The weather there is picking up now so hopefully your horse will start to improve - I would get a fecal sample done to see what sort of a worm burden he has as that could be your problem
As for the friends pony - that is not your problem unless she asks for advice its best to leave her too get on with it.


----------



## DancingArabian (Jul 15, 2011)

You could stop commenting on how fat you think her horse is, stop offering unsolicited advice about how she should feed him and stop asking loaded questions. It sounds like she doesn't appreciate the fat horse comments anymore than you appreciate the skinny horse comments.
_Posted via Mobile Device_


----------



## IndiesaurusRex (Feb 23, 2011)

I have to agree with Dancing Arabian - as much as you are aware of your horses weight, and don't like her commenting on it, she probably is aware of her horses weight, and doesn't like you commenting on it.

If the horse is underweight, stop riding him. By exercising him you are using valuable calories that he could be utilising by turning them into fat. If it were my horse? I'd be chucking a warm rug on it, giving it ad lib, good quality haylage, and a small bucket feed three times a day.


----------



## usandpets (Jan 1, 2011)

Friends should be honest to each other but friends can be mean when joking around. 

However, I think you and "your friend" are going over the top. Not what I would expect from a true friend. 

Stop making comments about their horse unless it is a compliment. Ignore any rude comments from them. There is a saying that fits well and I think has been forgotten by many of the younger generation: If you don't have something nice to say, don't say anything.
_Posted via Mobile Device_


----------



## Shoebox (Apr 18, 2012)

You can't expect her to stop commenting about your horse being skinny when you won't stop talking about how her horse is fat. She probably dislikes that as much as you dislike her comments. It's not really appropriate for either of you to make such comments, and I'm surprised that it's an issue between friends.
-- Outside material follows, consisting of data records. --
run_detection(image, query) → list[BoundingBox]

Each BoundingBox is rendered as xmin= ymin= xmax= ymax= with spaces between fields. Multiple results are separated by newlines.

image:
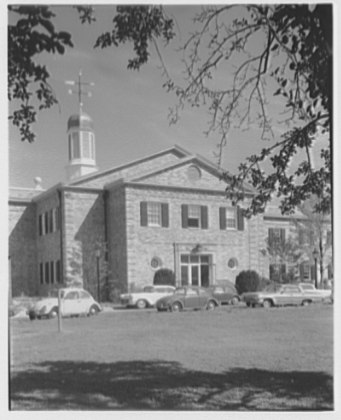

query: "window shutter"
xmin=39 ymin=214 xmax=43 ymax=236
xmin=140 ymin=201 xmax=148 ymax=226
xmin=181 ymin=204 xmax=188 ymax=228
xmin=269 ymin=228 xmax=274 ymax=247
xmin=237 ymin=206 xmax=244 ymax=230
xmin=201 ymin=206 xmax=208 ymax=229
xmin=161 ymin=203 xmax=169 ymax=227
xmin=300 ymin=263 xmax=304 ymax=281
xmin=280 ymin=229 xmax=285 ymax=244
xmin=219 ymin=207 xmax=226 ymax=230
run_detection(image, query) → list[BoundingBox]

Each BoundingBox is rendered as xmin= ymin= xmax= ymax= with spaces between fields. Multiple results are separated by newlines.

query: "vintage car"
xmin=120 ymin=285 xmax=175 ymax=309
xmin=242 ymin=284 xmax=325 ymax=308
xmin=208 ymin=283 xmax=240 ymax=305
xmin=156 ymin=286 xmax=219 ymax=312
xmin=298 ymin=283 xmax=332 ymax=301
xmin=27 ymin=287 xmax=102 ymax=321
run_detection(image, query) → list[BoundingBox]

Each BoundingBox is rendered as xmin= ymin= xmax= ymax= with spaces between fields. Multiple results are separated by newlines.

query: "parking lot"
xmin=10 ymin=304 xmax=333 ymax=411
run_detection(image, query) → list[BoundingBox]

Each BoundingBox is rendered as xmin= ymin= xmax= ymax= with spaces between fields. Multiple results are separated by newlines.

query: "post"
xmin=315 ymin=257 xmax=318 ymax=289
xmin=58 ymin=289 xmax=64 ymax=332
xmin=96 ymin=251 xmax=101 ymax=303
xmin=313 ymin=248 xmax=319 ymax=289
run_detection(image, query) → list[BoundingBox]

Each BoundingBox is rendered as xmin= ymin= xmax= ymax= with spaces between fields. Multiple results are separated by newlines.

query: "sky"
xmin=8 ymin=4 xmax=314 ymax=189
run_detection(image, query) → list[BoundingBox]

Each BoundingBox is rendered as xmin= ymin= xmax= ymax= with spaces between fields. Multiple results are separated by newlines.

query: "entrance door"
xmin=181 ymin=254 xmax=210 ymax=287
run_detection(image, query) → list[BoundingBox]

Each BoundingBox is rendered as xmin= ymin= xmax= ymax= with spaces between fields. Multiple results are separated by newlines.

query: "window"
xmin=45 ymin=262 xmax=50 ymax=284
xmin=181 ymin=204 xmax=208 ymax=229
xmin=71 ymin=133 xmax=81 ymax=159
xmin=50 ymin=261 xmax=54 ymax=284
xmin=187 ymin=165 xmax=201 ymax=182
xmin=39 ymin=263 xmax=44 ymax=284
xmin=227 ymin=258 xmax=238 ymax=270
xmin=269 ymin=264 xmax=286 ymax=282
xmin=219 ymin=206 xmax=244 ymax=230
xmin=56 ymin=260 xmax=62 ymax=283
xmin=269 ymin=228 xmax=285 ymax=246
xmin=150 ymin=257 xmax=162 ymax=270
xmin=140 ymin=201 xmax=169 ymax=227
xmin=38 ymin=207 xmax=60 ymax=236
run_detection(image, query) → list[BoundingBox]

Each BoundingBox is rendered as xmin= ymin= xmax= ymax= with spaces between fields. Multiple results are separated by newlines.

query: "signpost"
xmin=58 ymin=289 xmax=64 ymax=332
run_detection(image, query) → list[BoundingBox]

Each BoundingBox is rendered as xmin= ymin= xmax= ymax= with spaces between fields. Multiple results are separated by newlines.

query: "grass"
xmin=10 ymin=305 xmax=333 ymax=411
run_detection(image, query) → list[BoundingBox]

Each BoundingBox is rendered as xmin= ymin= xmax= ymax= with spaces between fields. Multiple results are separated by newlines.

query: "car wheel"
xmin=231 ymin=296 xmax=239 ymax=305
xmin=171 ymin=302 xmax=182 ymax=312
xmin=48 ymin=308 xmax=58 ymax=319
xmin=89 ymin=305 xmax=99 ymax=315
xmin=136 ymin=299 xmax=148 ymax=309
xmin=206 ymin=300 xmax=216 ymax=311
xmin=263 ymin=299 xmax=272 ymax=308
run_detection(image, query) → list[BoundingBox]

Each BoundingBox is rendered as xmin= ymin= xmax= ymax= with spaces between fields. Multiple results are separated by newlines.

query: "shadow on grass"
xmin=10 ymin=360 xmax=333 ymax=411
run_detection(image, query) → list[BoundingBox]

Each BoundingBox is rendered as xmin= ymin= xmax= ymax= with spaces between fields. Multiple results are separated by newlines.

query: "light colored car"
xmin=298 ymin=283 xmax=332 ymax=301
xmin=27 ymin=287 xmax=102 ymax=320
xmin=120 ymin=285 xmax=175 ymax=309
xmin=156 ymin=286 xmax=219 ymax=312
xmin=242 ymin=284 xmax=325 ymax=308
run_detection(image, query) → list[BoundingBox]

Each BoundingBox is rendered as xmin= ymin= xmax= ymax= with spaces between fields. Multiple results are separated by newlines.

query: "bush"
xmin=236 ymin=270 xmax=263 ymax=294
xmin=153 ymin=268 xmax=175 ymax=286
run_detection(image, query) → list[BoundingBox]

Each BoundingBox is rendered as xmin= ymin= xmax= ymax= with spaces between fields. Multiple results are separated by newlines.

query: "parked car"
xmin=27 ymin=287 xmax=102 ymax=320
xmin=242 ymin=284 xmax=324 ymax=308
xmin=120 ymin=285 xmax=175 ymax=309
xmin=208 ymin=284 xmax=240 ymax=305
xmin=298 ymin=283 xmax=332 ymax=301
xmin=156 ymin=286 xmax=219 ymax=312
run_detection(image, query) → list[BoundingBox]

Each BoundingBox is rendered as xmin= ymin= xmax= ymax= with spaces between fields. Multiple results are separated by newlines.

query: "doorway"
xmin=180 ymin=254 xmax=211 ymax=287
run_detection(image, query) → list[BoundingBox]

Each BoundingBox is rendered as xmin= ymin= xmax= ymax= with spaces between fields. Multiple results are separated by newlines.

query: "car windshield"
xmin=264 ymin=284 xmax=282 ymax=292
xmin=143 ymin=286 xmax=155 ymax=293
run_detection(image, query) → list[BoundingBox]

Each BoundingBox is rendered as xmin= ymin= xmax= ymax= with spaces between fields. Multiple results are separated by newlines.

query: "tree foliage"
xmin=8 ymin=5 xmax=72 ymax=142
xmin=8 ymin=4 xmax=333 ymax=216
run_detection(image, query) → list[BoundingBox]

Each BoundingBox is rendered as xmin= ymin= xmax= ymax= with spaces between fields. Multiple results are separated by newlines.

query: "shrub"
xmin=236 ymin=270 xmax=262 ymax=294
xmin=153 ymin=268 xmax=175 ymax=286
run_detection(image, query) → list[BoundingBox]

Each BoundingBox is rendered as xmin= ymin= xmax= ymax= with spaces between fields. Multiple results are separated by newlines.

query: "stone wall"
xmin=8 ymin=202 xmax=38 ymax=297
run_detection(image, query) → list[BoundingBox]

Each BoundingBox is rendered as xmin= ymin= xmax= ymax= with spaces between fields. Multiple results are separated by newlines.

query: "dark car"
xmin=156 ymin=286 xmax=219 ymax=312
xmin=208 ymin=284 xmax=240 ymax=305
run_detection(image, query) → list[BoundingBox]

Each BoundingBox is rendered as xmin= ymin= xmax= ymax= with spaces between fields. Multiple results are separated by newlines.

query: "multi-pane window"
xmin=187 ymin=205 xmax=201 ymax=227
xmin=140 ymin=201 xmax=169 ymax=227
xmin=219 ymin=206 xmax=244 ymax=230
xmin=39 ymin=260 xmax=62 ymax=284
xmin=269 ymin=228 xmax=285 ymax=246
xmin=147 ymin=202 xmax=162 ymax=226
xmin=181 ymin=204 xmax=208 ymax=229
xmin=38 ymin=207 xmax=60 ymax=236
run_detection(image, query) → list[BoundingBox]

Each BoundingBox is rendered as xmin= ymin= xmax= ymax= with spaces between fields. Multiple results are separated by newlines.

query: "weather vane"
xmin=65 ymin=70 xmax=95 ymax=112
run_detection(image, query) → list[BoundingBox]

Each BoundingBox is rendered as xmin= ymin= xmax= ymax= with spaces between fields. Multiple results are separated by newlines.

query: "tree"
xmin=263 ymin=231 xmax=303 ymax=283
xmin=153 ymin=268 xmax=175 ymax=286
xmin=96 ymin=4 xmax=332 ymax=216
xmin=295 ymin=197 xmax=333 ymax=285
xmin=9 ymin=4 xmax=333 ymax=216
xmin=8 ymin=5 xmax=72 ymax=142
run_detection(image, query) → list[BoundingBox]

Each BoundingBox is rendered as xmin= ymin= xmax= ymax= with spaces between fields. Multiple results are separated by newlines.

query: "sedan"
xmin=208 ymin=284 xmax=240 ymax=305
xmin=156 ymin=286 xmax=219 ymax=312
xmin=27 ymin=287 xmax=102 ymax=321
xmin=242 ymin=284 xmax=324 ymax=308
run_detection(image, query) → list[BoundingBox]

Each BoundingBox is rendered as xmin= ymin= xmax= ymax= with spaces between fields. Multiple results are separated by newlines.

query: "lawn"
xmin=10 ymin=304 xmax=333 ymax=411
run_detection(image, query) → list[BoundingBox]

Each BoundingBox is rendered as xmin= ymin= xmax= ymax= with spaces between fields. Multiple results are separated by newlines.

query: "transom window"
xmin=225 ymin=207 xmax=237 ymax=229
xmin=187 ymin=205 xmax=200 ymax=227
xmin=147 ymin=202 xmax=161 ymax=226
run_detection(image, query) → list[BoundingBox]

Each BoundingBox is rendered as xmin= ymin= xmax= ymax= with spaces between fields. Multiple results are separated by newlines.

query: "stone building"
xmin=9 ymin=108 xmax=330 ymax=298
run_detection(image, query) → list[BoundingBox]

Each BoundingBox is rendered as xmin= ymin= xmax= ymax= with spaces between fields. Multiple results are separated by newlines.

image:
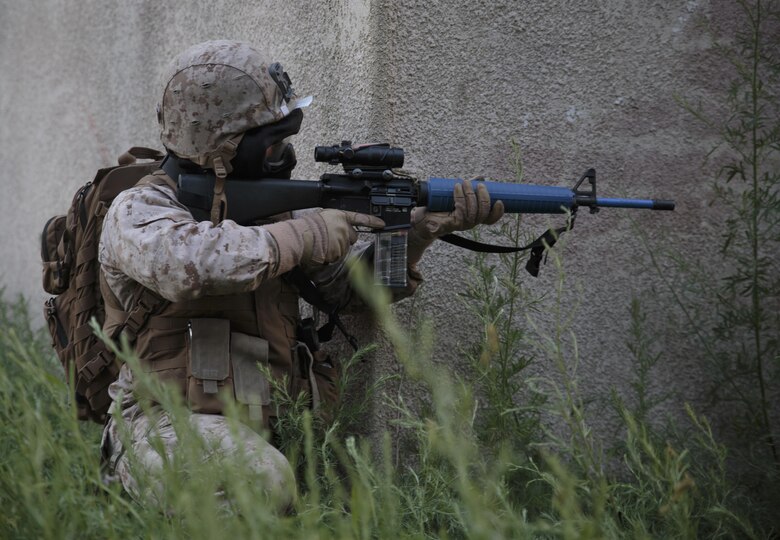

Talk to each other. You're supposed to be friends, so have a talk about how this is hurtful and could she please stop, and that you didn't think that maybe you were being hurtful too.


----------



## Saddlebag (Jan 17, 2011)

I'd have to see your pony to decide. Tell her obese horses have fat around their organs which makes the lungs and heart work harder-same as for overweight people.


----------



## horselovinguy (Oct 1, 2013)

I think you may need to understand the actual way a horse is "scored" to help determine whether your horse is thin, your friends horse is fat or someplace in between.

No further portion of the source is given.